Even as football lovers are enthralled by the spectacle unfolding in Brazil, the question, “why is world sport so corrupt?” is worth asking. Olympics, football, cycling, even cricket have been enveloped in scandals of doping, match-fixing, transfer bungs and venue bribery. The Sunday Times has come out with an exposure of corruption in Fifa’s choice of nations to host the 2018 and 2022 World Cups. Yet Michael Garcia, the American lawyer appointed by Fifa to inquire into previous similar allegations, has said he would ignore it, rendering his inquiry a farce.

Football has become the lingua franca of our globalisation. It is one of the supreme instruments of soft power; thus the desire of nations to host World Cups and of oligarchs and plutocrats to own great football clubs, the “superbrands” of international sport, as we have been coerced into calling them. Brazil, the self-mythologising samba nation, is reported to have spent $11 billion on new stadiums and transport infrastructure. But the nation has been destabilised by riots, strikes, and street protests.

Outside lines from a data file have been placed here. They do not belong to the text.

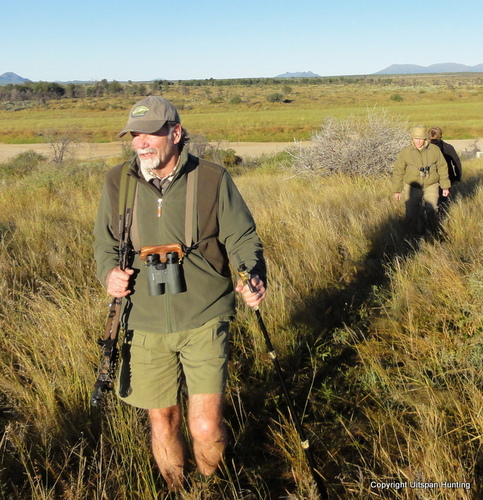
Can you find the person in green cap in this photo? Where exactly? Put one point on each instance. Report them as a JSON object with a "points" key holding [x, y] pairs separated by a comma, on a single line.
{"points": [[419, 172], [192, 205]]}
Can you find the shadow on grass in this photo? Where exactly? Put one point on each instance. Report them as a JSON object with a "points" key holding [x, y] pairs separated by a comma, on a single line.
{"points": [[320, 316]]}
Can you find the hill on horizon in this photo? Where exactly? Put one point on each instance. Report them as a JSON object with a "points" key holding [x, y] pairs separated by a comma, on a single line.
{"points": [[395, 69]]}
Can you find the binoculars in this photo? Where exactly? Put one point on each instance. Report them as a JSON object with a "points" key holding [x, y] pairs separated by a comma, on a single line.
{"points": [[424, 171], [164, 275]]}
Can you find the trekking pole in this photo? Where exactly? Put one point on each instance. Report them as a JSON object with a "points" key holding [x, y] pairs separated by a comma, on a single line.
{"points": [[246, 278]]}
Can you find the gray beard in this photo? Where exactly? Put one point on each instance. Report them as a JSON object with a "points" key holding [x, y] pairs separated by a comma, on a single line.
{"points": [[147, 165]]}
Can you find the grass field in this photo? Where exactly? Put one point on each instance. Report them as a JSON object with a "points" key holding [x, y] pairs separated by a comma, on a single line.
{"points": [[454, 102], [379, 335]]}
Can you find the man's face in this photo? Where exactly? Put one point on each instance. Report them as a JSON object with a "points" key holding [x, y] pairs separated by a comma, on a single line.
{"points": [[419, 143], [157, 151]]}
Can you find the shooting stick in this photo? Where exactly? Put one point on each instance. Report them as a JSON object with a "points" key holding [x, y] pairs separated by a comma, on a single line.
{"points": [[246, 278]]}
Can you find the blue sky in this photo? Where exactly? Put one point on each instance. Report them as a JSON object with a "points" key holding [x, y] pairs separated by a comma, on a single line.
{"points": [[195, 39]]}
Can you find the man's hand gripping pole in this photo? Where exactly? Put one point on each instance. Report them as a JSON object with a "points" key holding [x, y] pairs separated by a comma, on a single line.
{"points": [[304, 442]]}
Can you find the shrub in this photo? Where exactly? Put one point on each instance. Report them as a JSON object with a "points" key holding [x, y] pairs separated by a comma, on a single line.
{"points": [[355, 146], [22, 164], [275, 97]]}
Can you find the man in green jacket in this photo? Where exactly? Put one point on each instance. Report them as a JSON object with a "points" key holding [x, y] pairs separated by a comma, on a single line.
{"points": [[420, 170], [185, 332]]}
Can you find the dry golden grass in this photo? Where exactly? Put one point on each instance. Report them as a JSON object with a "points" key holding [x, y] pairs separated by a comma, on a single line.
{"points": [[380, 340]]}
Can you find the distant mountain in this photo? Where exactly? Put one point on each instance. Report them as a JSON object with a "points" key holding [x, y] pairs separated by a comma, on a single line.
{"points": [[304, 74], [412, 69], [10, 77]]}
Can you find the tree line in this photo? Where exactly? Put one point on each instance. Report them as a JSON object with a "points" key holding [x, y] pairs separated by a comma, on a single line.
{"points": [[11, 95]]}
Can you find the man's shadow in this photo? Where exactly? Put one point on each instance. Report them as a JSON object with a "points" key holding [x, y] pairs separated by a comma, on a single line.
{"points": [[333, 308], [319, 316]]}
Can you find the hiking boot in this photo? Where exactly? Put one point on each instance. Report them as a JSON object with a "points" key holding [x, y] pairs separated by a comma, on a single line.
{"points": [[245, 494]]}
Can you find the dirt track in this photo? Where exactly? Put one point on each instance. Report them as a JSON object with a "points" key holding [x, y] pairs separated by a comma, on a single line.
{"points": [[243, 149]]}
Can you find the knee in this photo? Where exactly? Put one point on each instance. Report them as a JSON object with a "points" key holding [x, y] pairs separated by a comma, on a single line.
{"points": [[207, 430], [165, 421]]}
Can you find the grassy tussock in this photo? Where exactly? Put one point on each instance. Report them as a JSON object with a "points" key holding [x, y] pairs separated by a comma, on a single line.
{"points": [[379, 337]]}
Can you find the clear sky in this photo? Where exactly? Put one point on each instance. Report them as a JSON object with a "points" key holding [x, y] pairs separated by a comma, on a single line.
{"points": [[123, 40]]}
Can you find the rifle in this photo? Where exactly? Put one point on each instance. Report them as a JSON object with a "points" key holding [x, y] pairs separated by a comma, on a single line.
{"points": [[109, 355], [304, 442]]}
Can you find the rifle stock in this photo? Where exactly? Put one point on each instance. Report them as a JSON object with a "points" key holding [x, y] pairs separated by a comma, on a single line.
{"points": [[109, 353]]}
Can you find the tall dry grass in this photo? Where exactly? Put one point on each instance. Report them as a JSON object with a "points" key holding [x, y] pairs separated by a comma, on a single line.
{"points": [[379, 338]]}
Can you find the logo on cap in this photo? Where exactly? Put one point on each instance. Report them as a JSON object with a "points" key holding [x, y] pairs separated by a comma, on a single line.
{"points": [[139, 111]]}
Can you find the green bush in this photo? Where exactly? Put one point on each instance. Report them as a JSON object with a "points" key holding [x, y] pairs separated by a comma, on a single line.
{"points": [[275, 97], [22, 164]]}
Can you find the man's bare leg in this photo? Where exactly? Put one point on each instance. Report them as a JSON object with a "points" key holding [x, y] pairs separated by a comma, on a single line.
{"points": [[167, 444], [205, 418]]}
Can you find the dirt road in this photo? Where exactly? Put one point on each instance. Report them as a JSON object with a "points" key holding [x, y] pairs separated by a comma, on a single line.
{"points": [[243, 149]]}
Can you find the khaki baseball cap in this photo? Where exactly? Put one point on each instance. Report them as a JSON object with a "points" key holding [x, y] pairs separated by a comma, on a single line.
{"points": [[149, 115]]}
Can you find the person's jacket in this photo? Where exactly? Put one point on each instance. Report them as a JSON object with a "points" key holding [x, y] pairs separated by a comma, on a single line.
{"points": [[407, 168], [209, 289], [455, 169]]}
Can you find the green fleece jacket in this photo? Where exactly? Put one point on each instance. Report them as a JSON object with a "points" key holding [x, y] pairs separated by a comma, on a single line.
{"points": [[411, 159], [210, 291]]}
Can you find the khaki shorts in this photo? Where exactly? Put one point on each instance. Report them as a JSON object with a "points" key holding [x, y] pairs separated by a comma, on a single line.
{"points": [[153, 364]]}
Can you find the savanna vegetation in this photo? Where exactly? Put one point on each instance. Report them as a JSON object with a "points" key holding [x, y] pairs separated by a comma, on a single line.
{"points": [[379, 335], [263, 110]]}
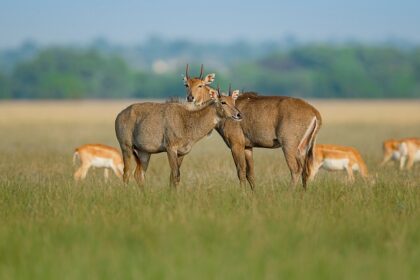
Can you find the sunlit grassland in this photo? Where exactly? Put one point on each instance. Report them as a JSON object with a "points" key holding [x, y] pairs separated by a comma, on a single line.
{"points": [[52, 228]]}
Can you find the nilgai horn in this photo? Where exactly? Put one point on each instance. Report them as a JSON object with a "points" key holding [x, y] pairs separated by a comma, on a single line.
{"points": [[147, 128], [268, 122]]}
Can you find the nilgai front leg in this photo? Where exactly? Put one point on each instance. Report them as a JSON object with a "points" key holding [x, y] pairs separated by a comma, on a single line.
{"points": [[173, 163], [238, 153], [290, 153], [250, 167], [128, 154], [142, 160]]}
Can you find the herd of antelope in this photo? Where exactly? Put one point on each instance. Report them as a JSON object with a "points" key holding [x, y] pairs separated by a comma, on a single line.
{"points": [[244, 121]]}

Qatar has said it will spend over $200 billion on its World Cup project. So, decadence and extravagance become more extreme with each tourney. “Winning” a world cup used to be about a game of football. Now, as Orwell said, it is war without the shooting, “bound up with hatred, jealousy, boastfulness and disregard of all rules”. The flashing of yellow and red cards by referees, and now the drawing of white lines during penalty kicks, have restored some civility among individual players. But, as Zinedine Zidane’s head-butting of Marco Materazzi during the 2006 final and Beckham’s kicking of Argentina’s Diego Simeone in 1998 showed, fierce animosity remains a motivating factor in these “purely” competitive encounters. Such passions will forever simmer below the surface as long as fantastic sums of money drive the contests.